Wenn man sich das Video anschaut, könnte man allerdings meinen, dass es Gegenstände sind, die auf Handlungen in anderen Szenen eines Abenteuer-Spiels verweisen. So findet der Avatar an einem Ort einen Apfel und an einem anderen Ort benutzt er ihn, zum Beispiel, um ein wildes Pferd zu zähmen, was für den weiteren Verlauf des Spiels wichtig ist. Korrelieren tut hier allerdings nicht der Apfel mit dem Zähmen, sondern der Apfel mit dem Pferd und das Finden mit dem Zähmen.
Und hier stoßen wir auf eine Schwierigkeit, zu der ich weder in der Literatur eine Lösung gefunden habe, noch selbst auf eine gekommen bin. Denn offensichtlich nutzt die Geschichte hier zwei Korrelationen aus zwei unterschiedlichen Codes, um diese zu integrieren. Etwas schlichter gesprochen: Sie stellt eine Analogie her, nämlich die Analogie zwischen Apfel-Pferd und finden-zähmen.

Nun wäre dieses Beispiel leicht hinzunehmen, wenn es sich nur auf solche Codierungen beschränkt, die alltäglich nachvollziehbar sind. Viel schwieriger wird es bei Codierungen, die sich auf deutliche Systemwechsel beziehen, wie zum Beispiel die Handlungsfolgen eines Romans und der Eindruck von Spannung bei dem Leser. Nicht nur, dass es äußerst gewaltsam erscheint, wenn solche Spannungselemente herausgefiltert werden (und zwar als die psychologische Seite der Spannung, nicht die Elemente einer bestimmten Schreibtechnik); es ist schon gar nicht klar, welche Codierung hier integriert und welche integriert wird. Und dann wird es schon fast dekonstruktivistisch: offensichtlich besteht hier am Ursprung der Spannungserzeugung ein anthropologisches Paradox.

Anthropologisches Paradox? Das verlangt nach einer Erklärung. Nun, ein anthropologisches Paradox ist zum Beispiel, dass die Souveränität des Menschen seiner Gemeinschaftlichkeit entgegensteht. Das ist eine Sache, die man an Hannah Arendt wirklich kritisieren muss. Nämlich, dass sie diese grundlegenden Paradoxien nicht gut herausgearbeitet. Und insofern ist der Ansatz, den Judith Butler vertritt, und der tatsächlich eine gewisse Nähe zu Hannah Arendt aufweist, deutlich interessanter, weil er deutlich ehrlicher ist. Politik ist, so mag man das schlagwortartig sagen, in einer Gesellschaft von Einzelwesen schwierig.
Es gibt auch andere anthropologische Paradoxien.

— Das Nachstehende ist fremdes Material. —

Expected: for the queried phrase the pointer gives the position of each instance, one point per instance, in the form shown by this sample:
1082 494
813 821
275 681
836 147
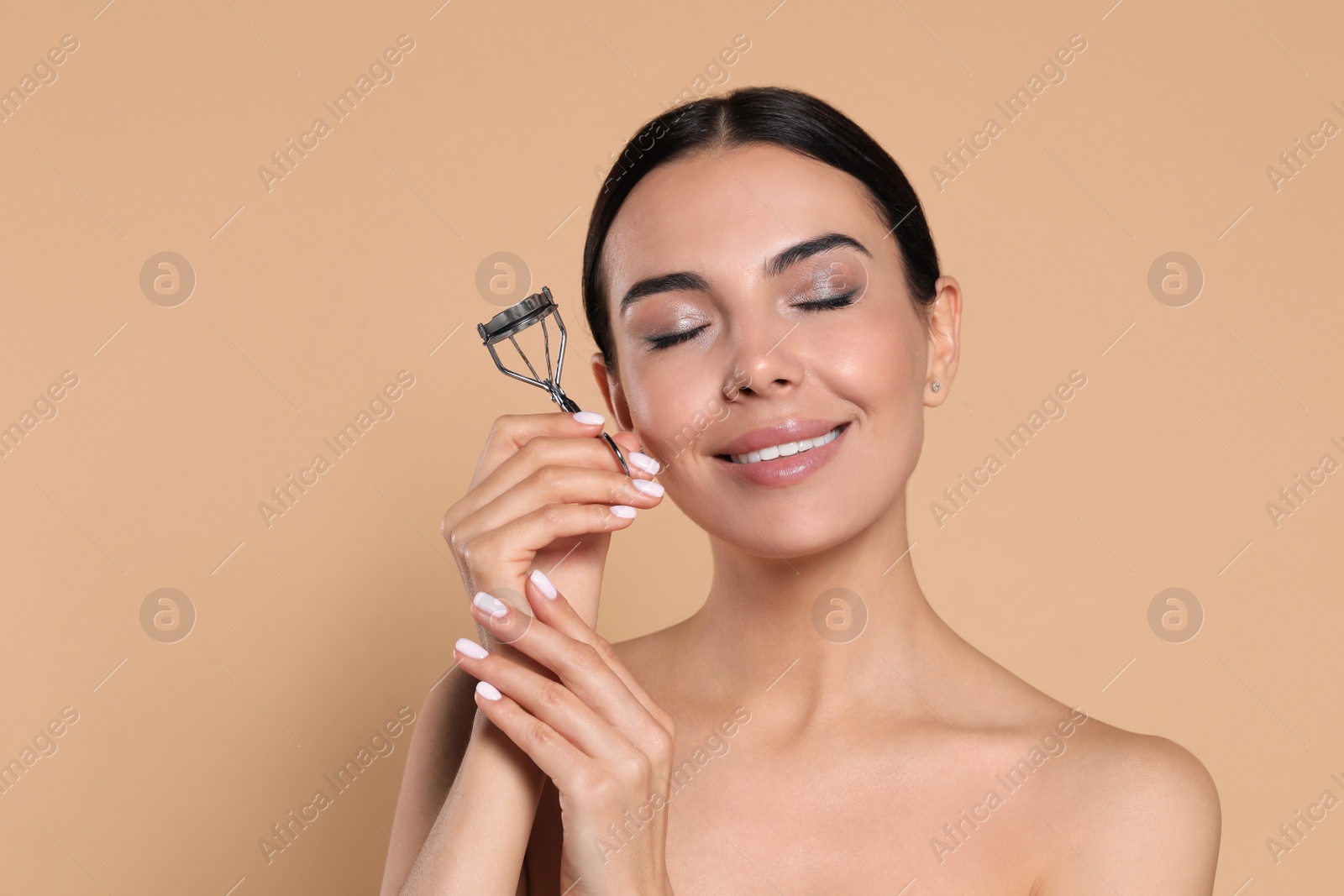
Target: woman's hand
596 732
548 495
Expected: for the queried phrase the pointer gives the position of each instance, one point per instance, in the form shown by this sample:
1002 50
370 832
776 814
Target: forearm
481 831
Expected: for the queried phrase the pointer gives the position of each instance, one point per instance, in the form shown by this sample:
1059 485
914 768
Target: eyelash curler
514 320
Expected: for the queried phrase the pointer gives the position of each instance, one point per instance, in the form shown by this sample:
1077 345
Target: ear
616 403
944 340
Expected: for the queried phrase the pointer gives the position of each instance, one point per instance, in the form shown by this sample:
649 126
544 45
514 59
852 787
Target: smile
786 449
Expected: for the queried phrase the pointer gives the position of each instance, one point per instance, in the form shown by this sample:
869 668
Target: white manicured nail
648 488
490 604
543 584
644 463
470 649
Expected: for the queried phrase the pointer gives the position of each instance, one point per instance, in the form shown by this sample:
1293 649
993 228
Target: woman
772 320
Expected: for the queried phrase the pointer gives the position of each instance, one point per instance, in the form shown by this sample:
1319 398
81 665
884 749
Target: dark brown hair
790 118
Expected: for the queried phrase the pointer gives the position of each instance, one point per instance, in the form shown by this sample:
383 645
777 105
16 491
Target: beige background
311 297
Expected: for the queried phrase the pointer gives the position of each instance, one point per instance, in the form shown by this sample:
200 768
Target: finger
506 553
580 668
568 449
558 484
553 754
551 607
511 432
548 700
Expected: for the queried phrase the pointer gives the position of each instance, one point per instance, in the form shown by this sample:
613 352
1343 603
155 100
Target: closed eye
835 301
669 340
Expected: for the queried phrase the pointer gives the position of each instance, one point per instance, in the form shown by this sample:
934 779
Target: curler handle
568 403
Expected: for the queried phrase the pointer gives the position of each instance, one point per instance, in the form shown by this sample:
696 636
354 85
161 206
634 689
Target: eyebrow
694 282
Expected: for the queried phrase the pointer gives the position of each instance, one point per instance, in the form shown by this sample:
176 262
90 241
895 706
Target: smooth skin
864 765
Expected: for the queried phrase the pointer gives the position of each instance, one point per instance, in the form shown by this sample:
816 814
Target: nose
766 356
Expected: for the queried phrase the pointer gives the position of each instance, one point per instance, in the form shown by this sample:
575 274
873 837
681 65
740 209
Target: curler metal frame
514 320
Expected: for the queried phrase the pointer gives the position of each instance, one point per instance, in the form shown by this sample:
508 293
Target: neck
835 624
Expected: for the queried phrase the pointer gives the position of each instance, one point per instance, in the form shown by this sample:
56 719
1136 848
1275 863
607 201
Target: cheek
672 407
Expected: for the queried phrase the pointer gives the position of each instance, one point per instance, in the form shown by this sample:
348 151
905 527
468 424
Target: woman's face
753 356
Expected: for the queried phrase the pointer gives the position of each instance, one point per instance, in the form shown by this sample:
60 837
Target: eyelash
826 304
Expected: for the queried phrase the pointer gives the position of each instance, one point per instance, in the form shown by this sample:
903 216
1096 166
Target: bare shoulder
1137 813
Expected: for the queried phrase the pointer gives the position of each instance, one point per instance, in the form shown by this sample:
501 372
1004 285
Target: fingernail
490 604
648 488
644 463
470 649
543 584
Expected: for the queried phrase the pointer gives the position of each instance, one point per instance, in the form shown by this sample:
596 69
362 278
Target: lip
779 434
785 470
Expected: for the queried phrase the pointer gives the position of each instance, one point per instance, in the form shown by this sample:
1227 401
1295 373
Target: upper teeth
786 449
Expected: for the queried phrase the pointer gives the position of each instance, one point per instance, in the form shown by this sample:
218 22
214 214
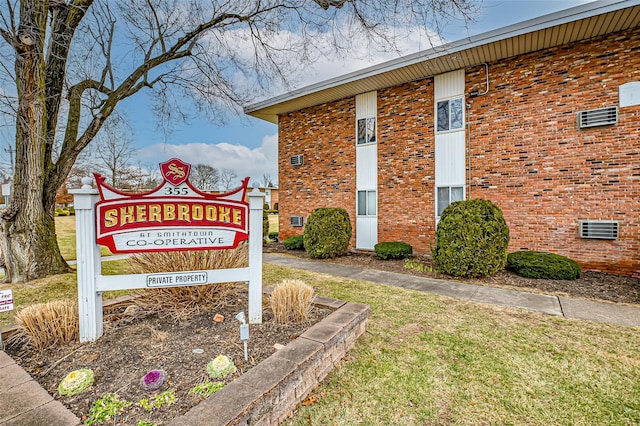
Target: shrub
535 264
294 243
182 301
393 250
48 324
471 239
291 301
327 233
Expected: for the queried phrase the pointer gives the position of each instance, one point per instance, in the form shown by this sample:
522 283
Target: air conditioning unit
297 160
599 229
598 117
296 220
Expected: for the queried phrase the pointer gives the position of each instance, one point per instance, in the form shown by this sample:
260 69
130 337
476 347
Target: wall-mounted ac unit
598 117
296 220
599 229
297 160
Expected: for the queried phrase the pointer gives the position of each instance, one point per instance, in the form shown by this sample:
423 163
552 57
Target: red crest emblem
175 171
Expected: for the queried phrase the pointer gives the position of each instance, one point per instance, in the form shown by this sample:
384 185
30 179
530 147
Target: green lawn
429 360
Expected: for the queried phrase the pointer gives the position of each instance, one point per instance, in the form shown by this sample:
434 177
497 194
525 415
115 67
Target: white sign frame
91 282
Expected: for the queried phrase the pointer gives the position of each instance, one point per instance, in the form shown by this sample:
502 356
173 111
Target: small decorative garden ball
221 366
153 380
76 382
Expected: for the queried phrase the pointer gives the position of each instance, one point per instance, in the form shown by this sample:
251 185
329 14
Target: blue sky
248 145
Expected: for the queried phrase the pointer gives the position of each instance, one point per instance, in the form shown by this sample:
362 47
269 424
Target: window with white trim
366 130
447 195
366 203
449 115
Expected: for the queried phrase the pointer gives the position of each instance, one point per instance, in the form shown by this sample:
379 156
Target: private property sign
6 301
173 216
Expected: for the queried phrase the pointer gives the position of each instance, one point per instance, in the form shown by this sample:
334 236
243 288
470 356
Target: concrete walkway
24 402
567 307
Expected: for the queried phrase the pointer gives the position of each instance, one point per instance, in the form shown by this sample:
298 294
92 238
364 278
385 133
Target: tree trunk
29 241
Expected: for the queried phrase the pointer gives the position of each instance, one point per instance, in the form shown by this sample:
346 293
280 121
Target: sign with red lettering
173 216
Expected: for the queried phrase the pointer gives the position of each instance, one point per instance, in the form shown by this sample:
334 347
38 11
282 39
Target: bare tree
204 177
115 148
228 179
74 61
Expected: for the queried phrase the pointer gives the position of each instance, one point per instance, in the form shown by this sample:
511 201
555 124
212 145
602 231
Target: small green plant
417 265
535 264
393 250
76 382
167 398
105 408
327 233
471 239
206 389
220 366
294 243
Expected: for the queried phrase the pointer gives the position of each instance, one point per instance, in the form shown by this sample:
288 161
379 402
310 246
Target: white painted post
256 206
88 258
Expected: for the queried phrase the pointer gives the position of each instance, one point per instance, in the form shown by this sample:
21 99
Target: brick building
541 117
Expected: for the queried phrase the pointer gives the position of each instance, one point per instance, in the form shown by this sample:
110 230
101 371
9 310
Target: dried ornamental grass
181 301
48 324
291 301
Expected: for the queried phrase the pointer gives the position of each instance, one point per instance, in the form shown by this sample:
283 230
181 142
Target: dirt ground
133 343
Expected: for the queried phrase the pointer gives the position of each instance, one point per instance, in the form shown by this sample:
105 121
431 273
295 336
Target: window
447 195
366 130
366 203
449 115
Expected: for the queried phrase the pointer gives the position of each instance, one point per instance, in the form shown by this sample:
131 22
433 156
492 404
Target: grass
428 359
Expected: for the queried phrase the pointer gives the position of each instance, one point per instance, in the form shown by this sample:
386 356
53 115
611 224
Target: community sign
174 216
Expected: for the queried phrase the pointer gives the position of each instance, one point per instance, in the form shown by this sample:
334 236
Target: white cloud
241 159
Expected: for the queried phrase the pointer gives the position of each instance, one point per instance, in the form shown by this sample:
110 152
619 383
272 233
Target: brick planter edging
270 391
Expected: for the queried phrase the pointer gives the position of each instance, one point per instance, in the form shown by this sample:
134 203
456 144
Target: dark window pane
362 131
371 203
371 129
455 109
457 194
443 199
443 116
362 203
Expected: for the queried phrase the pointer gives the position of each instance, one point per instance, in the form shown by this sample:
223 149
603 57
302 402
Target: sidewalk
25 403
567 307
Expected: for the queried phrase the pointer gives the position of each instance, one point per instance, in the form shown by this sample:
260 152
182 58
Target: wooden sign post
174 216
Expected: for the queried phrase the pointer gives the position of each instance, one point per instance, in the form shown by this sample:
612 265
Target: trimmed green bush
471 239
536 264
393 250
294 243
327 233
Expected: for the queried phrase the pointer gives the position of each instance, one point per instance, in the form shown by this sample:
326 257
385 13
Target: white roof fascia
566 16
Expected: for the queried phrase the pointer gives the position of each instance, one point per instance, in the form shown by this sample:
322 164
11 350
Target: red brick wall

Wer hier meisterhaft darauf hinweist, ist Niklas Luhmann. Der andere Mensch muss mir mit seinen Gedanken unzugänglich sein, damit er mir zugänglich wird. Zugänglich worüber? Über Kommunikation. Dass diese Zugänglichkeit über Kommunikation wieder neue Paradoxien schafft, liegt wohl in der Natur von dynamischen und autopoietischen Systemen. So jedenfalls kann man Luhmann lesen.

Auch die Paradoxie zwischen Handlungsstruktur und Spannungsempfinden scheint eine Paradoxie aufzuheben, nämlich die zwischen der Leere des Signifikanten und dem Lesen des vollen Sinns.
Vielleicht versteht der eine oder andere Leser, warum mir diese Ausformulierung so viel Mühe macht. Schließlich geht es darum, zwei Paradoxien zu würdigen (wenn es denn diese überhaupt sind) und sie zugleich in ein sich gegenseitig reduzierendes Verhältnis zu setzen.